Milão está a afundar mais de 4% e os juros da dívida italiana disparam mais de 30 pontos base. Furacão em Itália está a varrer outras praças financeiras, como Lisboa. E castiga sobretudo a banca.

Itália volta ao olho do furacão nos mercados internacionais esta sexta-feira, com a bolsa de Milão a afundar mais de 4% perante a queda livre dos bancos. Também os juros da dívida do país estão a disparar no mercado secundário com os receios dos investidores em relação ao que o Governo italiano apelida de “Orçamento da mudança”, em desafio claro a Bruxelas. Os efeitos também se fazem sentir por cá. A desconfiança do mercado arrasta o BCP, com as ações do banco a cederem 3%. E a praça lisboeta cai mais de 1%.

Após várias semanas de negociações, o Executivo italiano chegou a um acordo em relação ao próximo Orçamento do Estado e está a apontar para um défice de 2,4% do Produto Interno Bruto (PIB) no próximo ano e além, deixando os investidores pouco ou nada confortáveis com as contas públicas italianas.

Para os vice-primeiro-ministros Luigi de Maio e Matteo Salvini, que lideram os partidos da coligação que forma o Governo e gritaram vitória sobre aquilo que era a posição do ministro da Economia sobre um défice orçamental em torno dos 2%, é o “Orçamento da mudança” na vida dos italianos.

Para já, as mudanças estão sobretudo a observar-se no apetite pelo risco dos investidores. Ou na falta dele. Por exemplo, o índice milanês FTSE-Mib está a cair mais de 4% naquele que é o pior desempenho em toda a Europa, com os bancos Intesa Sanpaolo e Unicredit sob intensa pressão vendedora: as ações desde dois grandes bancos italianos cedem 7,7% e 8,42%, respetivamente.

No mercado de dívida, os juros associados aos títulos italianos também se agravam de forma acentuada, com a yield das obrigações a dez anos a disparar mais de 30 pontos base para 3,22%. Itália é um dos países com maior dívida pública na Zona Euro, acima dos 130% do PIB.

“Os mercados já fizeram o seu julgamento e é claro que não gostam”, disse Stewart Robertson, economista sénior da Aviva Investors, citado pela agência Reuters. “Não é apenas o facto de o número do défice ficar nos 2,4% mas antes o facto de permanecer lá nos próximos três anos”, acrescentou.

"Os mercados já fizeram o seu julgamento e é claro que não gostam. Não é apenas o facto de o número do défice ficar nos 2,4% mas antes o facto de permanecer lá nos próximos três anos.”

Stewart Robertson

Economista sénior da Aviva Investors

Embora o epicentro da crise de confiança dos investidores esteja localizado em Roma, as ondas de choque espalham-se um pouco por todos os mercados do Velho Continente.

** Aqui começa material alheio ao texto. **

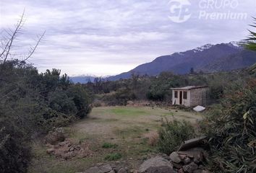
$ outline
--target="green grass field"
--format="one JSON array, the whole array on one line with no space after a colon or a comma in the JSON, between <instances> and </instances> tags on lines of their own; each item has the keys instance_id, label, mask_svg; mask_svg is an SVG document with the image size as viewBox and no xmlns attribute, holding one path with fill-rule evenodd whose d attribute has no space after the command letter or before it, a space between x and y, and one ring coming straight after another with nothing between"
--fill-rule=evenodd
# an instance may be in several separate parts
<instances>
[{"instance_id":1,"label":"green grass field","mask_svg":"<svg viewBox=\"0 0 256 173\"><path fill-rule=\"evenodd\" d=\"M136 167L140 161L157 152L155 146L148 143L146 136L157 131L164 118L195 123L201 116L182 110L148 107L95 107L88 118L65 128L74 143L89 144L94 152L93 156L61 160L47 154L46 146L35 143L35 156L29 172L79 172L97 163L115 159L127 161L131 168Z\"/></svg>"}]
</instances>

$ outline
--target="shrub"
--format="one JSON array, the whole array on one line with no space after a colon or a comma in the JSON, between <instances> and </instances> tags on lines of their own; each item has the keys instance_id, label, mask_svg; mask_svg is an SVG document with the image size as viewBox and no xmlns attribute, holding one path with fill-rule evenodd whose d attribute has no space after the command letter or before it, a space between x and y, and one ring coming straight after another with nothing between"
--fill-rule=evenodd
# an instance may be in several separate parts
<instances>
[{"instance_id":1,"label":"shrub","mask_svg":"<svg viewBox=\"0 0 256 173\"><path fill-rule=\"evenodd\" d=\"M170 154L181 143L194 136L193 127L186 121L166 120L159 130L158 147L160 151Z\"/></svg>"},{"instance_id":2,"label":"shrub","mask_svg":"<svg viewBox=\"0 0 256 173\"><path fill-rule=\"evenodd\" d=\"M108 154L106 157L105 157L105 160L107 161L116 161L119 160L121 158L121 154L119 153L114 153L114 154Z\"/></svg>"},{"instance_id":3,"label":"shrub","mask_svg":"<svg viewBox=\"0 0 256 173\"><path fill-rule=\"evenodd\" d=\"M150 132L146 135L146 138L148 139L148 144L152 146L156 146L159 139L159 134L157 132Z\"/></svg>"},{"instance_id":4,"label":"shrub","mask_svg":"<svg viewBox=\"0 0 256 173\"><path fill-rule=\"evenodd\" d=\"M256 80L229 89L218 110L209 113L213 172L256 172Z\"/></svg>"},{"instance_id":5,"label":"shrub","mask_svg":"<svg viewBox=\"0 0 256 173\"><path fill-rule=\"evenodd\" d=\"M0 172L27 172L30 152L26 138L20 128L0 122Z\"/></svg>"}]
</instances>

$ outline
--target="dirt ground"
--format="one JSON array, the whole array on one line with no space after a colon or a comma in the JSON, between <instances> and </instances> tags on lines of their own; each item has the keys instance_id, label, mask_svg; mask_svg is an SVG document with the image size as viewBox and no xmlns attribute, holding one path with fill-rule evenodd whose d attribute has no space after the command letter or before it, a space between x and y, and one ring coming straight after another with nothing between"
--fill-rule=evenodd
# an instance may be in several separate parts
<instances>
[{"instance_id":1,"label":"dirt ground","mask_svg":"<svg viewBox=\"0 0 256 173\"><path fill-rule=\"evenodd\" d=\"M97 163L119 161L136 167L144 159L157 152L156 147L149 145L148 137L160 128L167 118L185 120L192 123L202 119L200 114L171 109L149 107L95 107L88 117L65 128L69 140L74 143L86 143L93 154L85 158L64 160L46 154L47 146L33 144L35 155L29 172L79 172ZM114 154L114 155L113 155Z\"/></svg>"}]
</instances>

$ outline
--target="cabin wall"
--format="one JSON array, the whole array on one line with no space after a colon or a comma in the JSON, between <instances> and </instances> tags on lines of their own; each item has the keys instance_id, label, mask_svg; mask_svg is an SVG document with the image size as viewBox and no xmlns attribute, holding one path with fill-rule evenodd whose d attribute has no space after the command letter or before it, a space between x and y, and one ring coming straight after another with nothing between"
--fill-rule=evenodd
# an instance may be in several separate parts
<instances>
[{"instance_id":1,"label":"cabin wall","mask_svg":"<svg viewBox=\"0 0 256 173\"><path fill-rule=\"evenodd\" d=\"M178 97L175 98L175 92L178 92ZM182 102L180 104L180 92L182 92ZM187 99L184 99L184 92L187 92ZM184 105L190 107L190 91L189 90L173 90L172 91L172 105Z\"/></svg>"},{"instance_id":2,"label":"cabin wall","mask_svg":"<svg viewBox=\"0 0 256 173\"><path fill-rule=\"evenodd\" d=\"M195 89L190 90L190 106L204 106L207 102L207 88Z\"/></svg>"}]
</instances>

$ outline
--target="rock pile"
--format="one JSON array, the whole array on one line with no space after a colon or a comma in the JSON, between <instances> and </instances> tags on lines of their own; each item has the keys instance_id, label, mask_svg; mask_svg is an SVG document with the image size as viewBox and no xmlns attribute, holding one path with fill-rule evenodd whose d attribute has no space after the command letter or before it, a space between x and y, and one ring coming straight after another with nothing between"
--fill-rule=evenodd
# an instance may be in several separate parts
<instances>
[{"instance_id":1,"label":"rock pile","mask_svg":"<svg viewBox=\"0 0 256 173\"><path fill-rule=\"evenodd\" d=\"M175 151L169 156L156 156L145 161L139 173L210 173L202 163L208 156L202 148Z\"/></svg>"},{"instance_id":2,"label":"rock pile","mask_svg":"<svg viewBox=\"0 0 256 173\"><path fill-rule=\"evenodd\" d=\"M208 173L209 172L202 165L207 156L203 148L194 148L186 151L173 152L170 159L179 173Z\"/></svg>"},{"instance_id":3,"label":"rock pile","mask_svg":"<svg viewBox=\"0 0 256 173\"><path fill-rule=\"evenodd\" d=\"M122 168L116 165L101 164L90 167L82 173L128 173L128 168ZM82 173L82 172L80 172Z\"/></svg>"},{"instance_id":4,"label":"rock pile","mask_svg":"<svg viewBox=\"0 0 256 173\"><path fill-rule=\"evenodd\" d=\"M46 150L48 154L65 160L71 159L74 157L84 158L93 155L93 151L89 149L88 146L85 143L78 145L72 143L71 141L65 141L56 145L48 144L48 146L49 147Z\"/></svg>"}]
</instances>

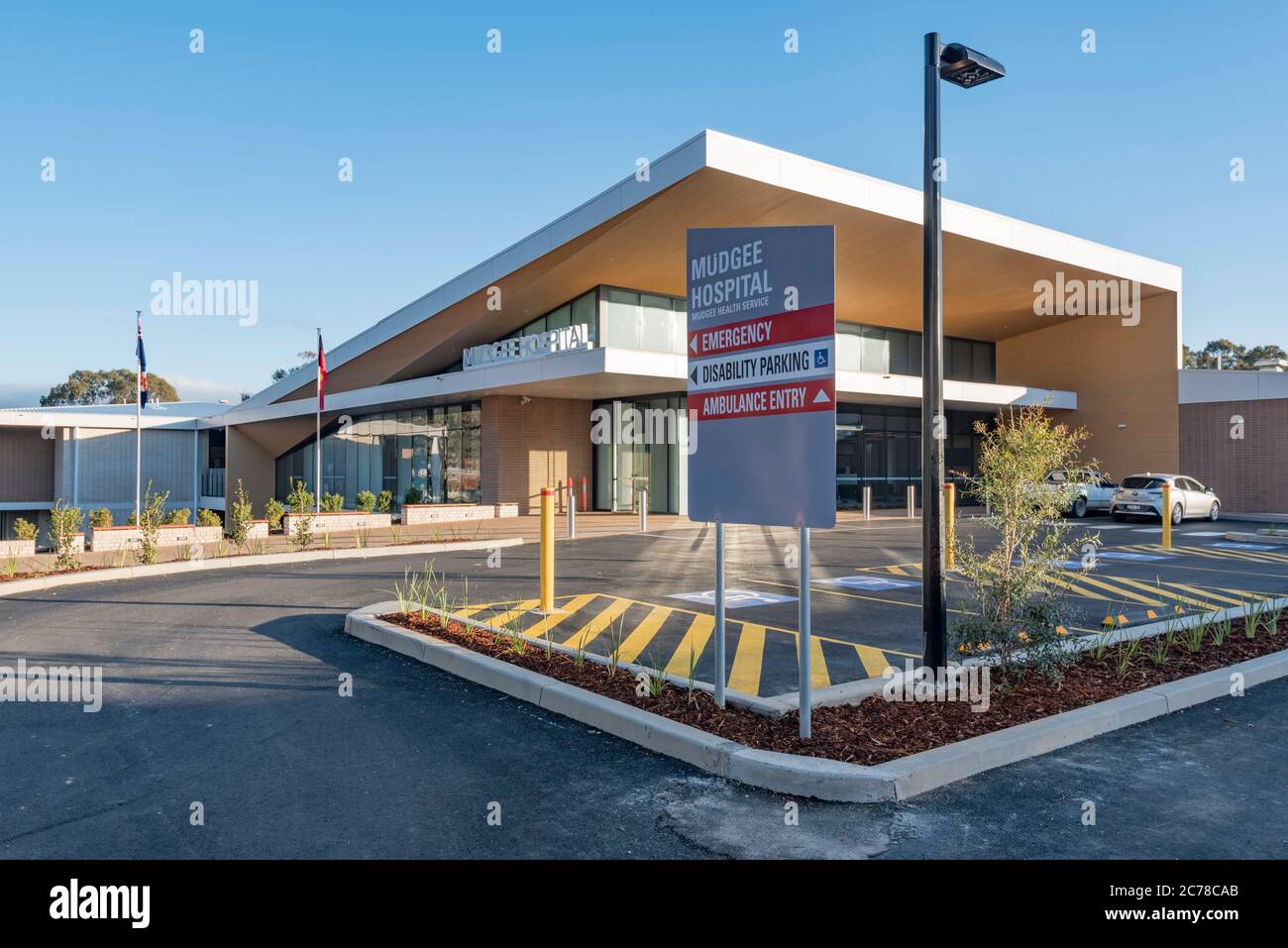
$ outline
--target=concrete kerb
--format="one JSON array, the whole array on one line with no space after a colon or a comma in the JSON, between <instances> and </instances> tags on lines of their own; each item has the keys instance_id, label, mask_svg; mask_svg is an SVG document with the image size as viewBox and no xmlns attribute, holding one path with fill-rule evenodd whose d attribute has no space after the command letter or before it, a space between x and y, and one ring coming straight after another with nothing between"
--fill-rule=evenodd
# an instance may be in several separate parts
<instances>
[{"instance_id":1,"label":"concrete kerb","mask_svg":"<svg viewBox=\"0 0 1288 948\"><path fill-rule=\"evenodd\" d=\"M460 542L403 544L398 546L365 546L344 550L304 550L301 553L265 553L241 556L210 556L149 565L108 567L106 569L84 569L75 573L37 576L31 580L0 581L0 596L18 592L37 592L59 586L79 586L88 582L112 582L115 580L135 580L151 576L175 576L209 569L237 569L241 567L279 565L283 563L310 563L313 560L370 559L372 556L416 556L430 553L462 553L469 550L491 550L493 547L519 546L522 537L505 540L466 540Z\"/></svg>"},{"instance_id":2,"label":"concrete kerb","mask_svg":"<svg viewBox=\"0 0 1288 948\"><path fill-rule=\"evenodd\" d=\"M717 777L775 793L838 802L907 800L984 770L1226 697L1234 692L1236 675L1242 675L1244 688L1288 676L1288 652L1278 652L887 764L864 766L747 747L379 618L397 611L398 604L393 602L357 609L345 617L345 631Z\"/></svg>"}]
</instances>

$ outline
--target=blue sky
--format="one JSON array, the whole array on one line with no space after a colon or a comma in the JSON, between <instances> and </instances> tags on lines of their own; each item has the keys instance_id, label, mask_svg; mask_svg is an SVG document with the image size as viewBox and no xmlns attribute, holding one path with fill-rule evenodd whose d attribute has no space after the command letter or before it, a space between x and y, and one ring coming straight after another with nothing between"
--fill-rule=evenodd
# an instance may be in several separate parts
<instances>
[{"instance_id":1,"label":"blue sky","mask_svg":"<svg viewBox=\"0 0 1288 948\"><path fill-rule=\"evenodd\" d=\"M10 4L0 404L131 365L134 310L175 270L256 280L259 319L149 318L149 368L187 398L258 390L314 326L341 343L703 128L920 185L934 28L1009 70L944 89L947 197L1180 264L1190 345L1288 348L1284 9Z\"/></svg>"}]
</instances>

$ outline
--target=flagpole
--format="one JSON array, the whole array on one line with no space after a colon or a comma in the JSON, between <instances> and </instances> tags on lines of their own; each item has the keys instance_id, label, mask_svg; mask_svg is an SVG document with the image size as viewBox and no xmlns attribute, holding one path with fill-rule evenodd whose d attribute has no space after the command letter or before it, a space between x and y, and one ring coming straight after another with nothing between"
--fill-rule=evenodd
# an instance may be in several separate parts
<instances>
[{"instance_id":1,"label":"flagpole","mask_svg":"<svg viewBox=\"0 0 1288 948\"><path fill-rule=\"evenodd\" d=\"M143 325L143 310L134 310L135 326ZM143 480L143 363L139 349L134 348L134 526L143 526L140 484Z\"/></svg>"},{"instance_id":2,"label":"flagpole","mask_svg":"<svg viewBox=\"0 0 1288 948\"><path fill-rule=\"evenodd\" d=\"M322 365L322 327L318 326L318 366ZM322 513L322 371L317 372L317 403L313 406L317 410L314 417L316 421L316 434L313 438L313 513Z\"/></svg>"}]
</instances>

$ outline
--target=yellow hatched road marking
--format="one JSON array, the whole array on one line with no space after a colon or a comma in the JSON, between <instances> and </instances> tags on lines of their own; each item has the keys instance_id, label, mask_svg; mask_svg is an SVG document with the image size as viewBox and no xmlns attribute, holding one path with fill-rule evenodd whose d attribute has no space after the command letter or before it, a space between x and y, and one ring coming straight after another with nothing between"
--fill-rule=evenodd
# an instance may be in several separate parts
<instances>
[{"instance_id":1,"label":"yellow hatched road marking","mask_svg":"<svg viewBox=\"0 0 1288 948\"><path fill-rule=\"evenodd\" d=\"M1234 596L1224 596L1211 589L1202 589L1199 586L1186 586L1184 582L1164 582L1164 586L1171 586L1172 589L1182 589L1186 592L1193 592L1198 596L1207 596L1208 599L1217 599L1222 603L1229 603L1230 605L1243 605L1243 599L1235 599ZM1236 590L1221 590L1222 592L1233 592Z\"/></svg>"},{"instance_id":2,"label":"yellow hatched road marking","mask_svg":"<svg viewBox=\"0 0 1288 948\"><path fill-rule=\"evenodd\" d=\"M506 609L505 612L502 612L502 613L500 613L497 616L492 616L492 617L489 617L489 618L487 618L484 621L488 625L491 625L491 626L504 626L510 620L516 618L518 616L522 616L523 613L526 613L526 612L528 612L531 609L537 608L537 605L540 605L540 604L541 604L540 599L524 599L522 603L519 603L518 605L515 605L513 609Z\"/></svg>"},{"instance_id":3,"label":"yellow hatched road marking","mask_svg":"<svg viewBox=\"0 0 1288 948\"><path fill-rule=\"evenodd\" d=\"M1114 580L1114 582L1122 582L1123 577L1114 576L1113 580ZM1149 596L1142 596L1140 592L1132 592L1130 589L1119 589L1118 586L1114 586L1112 582L1105 582L1104 580L1097 580L1094 576L1078 576L1077 582L1088 582L1092 586L1096 586L1097 589L1108 590L1109 592L1113 592L1114 595L1123 596L1124 599L1132 599L1132 600L1135 600L1137 603L1144 603L1145 605L1162 605L1163 604L1158 599L1150 599ZM1153 586L1146 586L1142 582L1141 583L1133 583L1133 585L1140 586L1142 589L1148 589L1148 590L1153 590L1154 589Z\"/></svg>"},{"instance_id":4,"label":"yellow hatched road marking","mask_svg":"<svg viewBox=\"0 0 1288 948\"><path fill-rule=\"evenodd\" d=\"M675 654L666 663L666 674L688 678L689 661L696 663L702 657L702 649L707 647L707 639L711 638L711 631L715 627L714 616L694 616L693 622L689 623L689 631L680 639L680 644L675 647Z\"/></svg>"},{"instance_id":5,"label":"yellow hatched road marking","mask_svg":"<svg viewBox=\"0 0 1288 948\"><path fill-rule=\"evenodd\" d=\"M568 645L569 648L585 648L591 641L598 639L600 632L608 629L608 626L611 626L614 621L617 621L618 616L621 616L634 604L635 604L634 599L613 598L613 602L608 605L607 609L600 612L598 616L595 616L595 618L592 618L590 622L578 629L576 634L573 634L572 638L565 639L563 644Z\"/></svg>"},{"instance_id":6,"label":"yellow hatched road marking","mask_svg":"<svg viewBox=\"0 0 1288 948\"><path fill-rule=\"evenodd\" d=\"M551 629L558 626L560 622L563 622L567 618L571 618L574 612L581 609L583 605L586 605L586 603L589 603L594 598L595 594L591 592L583 596L573 596L563 605L559 605L559 603L556 602L554 614L546 616L540 622L535 622L531 629L524 629L523 634L532 636L533 639L540 639Z\"/></svg>"},{"instance_id":7,"label":"yellow hatched road marking","mask_svg":"<svg viewBox=\"0 0 1288 948\"><path fill-rule=\"evenodd\" d=\"M1077 592L1079 596L1083 596L1086 599L1101 599L1104 602L1109 602L1109 596L1101 595L1100 592L1094 592L1090 589L1082 589L1081 586L1074 586L1072 582L1069 582L1068 580L1061 580L1059 576L1048 576L1047 582L1054 582L1056 586L1066 589L1070 592Z\"/></svg>"},{"instance_id":8,"label":"yellow hatched road marking","mask_svg":"<svg viewBox=\"0 0 1288 948\"><path fill-rule=\"evenodd\" d=\"M1181 592L1172 592L1171 590L1159 589L1158 586L1150 586L1148 582L1141 582L1140 580L1128 580L1126 576L1115 576L1114 578L1118 580L1118 582L1126 582L1139 589L1148 589L1151 592L1158 592L1162 596L1167 596L1168 599L1175 599L1176 602L1185 603L1186 605L1197 605L1198 608L1206 611L1221 608L1216 603L1209 603L1203 599L1195 599L1194 596L1188 596Z\"/></svg>"},{"instance_id":9,"label":"yellow hatched road marking","mask_svg":"<svg viewBox=\"0 0 1288 948\"><path fill-rule=\"evenodd\" d=\"M863 670L868 672L868 678L881 678L891 665L885 657L885 652L878 648L855 645L854 650L859 653L859 661L863 662Z\"/></svg>"},{"instance_id":10,"label":"yellow hatched road marking","mask_svg":"<svg viewBox=\"0 0 1288 948\"><path fill-rule=\"evenodd\" d=\"M851 644L851 643L846 643ZM796 636L796 659L800 661L801 640ZM827 688L832 684L827 674L827 659L823 657L823 640L815 635L809 636L809 681L813 688Z\"/></svg>"},{"instance_id":11,"label":"yellow hatched road marking","mask_svg":"<svg viewBox=\"0 0 1288 948\"><path fill-rule=\"evenodd\" d=\"M738 648L729 670L729 688L743 694L760 694L760 668L765 661L765 627L742 623Z\"/></svg>"},{"instance_id":12,"label":"yellow hatched road marking","mask_svg":"<svg viewBox=\"0 0 1288 948\"><path fill-rule=\"evenodd\" d=\"M634 662L635 657L653 641L657 630L662 627L662 623L666 622L671 612L672 609L665 605L654 605L653 611L644 617L644 621L635 626L631 634L626 636L618 652L617 661Z\"/></svg>"}]
</instances>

Por cá, o PSI-20 perde 1,6% para 5.337,60 pontos com todas as cotadas no vermelho. O BCP tomba 3,82% para 0,2531 euros e está a ser pressionado por dois fatores: corrige em baixa após várias sessões a valorizar e acompanha o sentimento de aversão ao risco que todo o setor financeiro europeu observa nesta sessão. O índice dos bancos europeus da Zona Euro está a cair mais de 4%.

Outras cotadas nacionais em destaque: a EDP perde 2,59% para 3,202 euros, depois de a elétrica ter revisto em baixa as suas estimativas para o lucro entre 200 milhões e 300 milhões para este ano por causa dos CMEC.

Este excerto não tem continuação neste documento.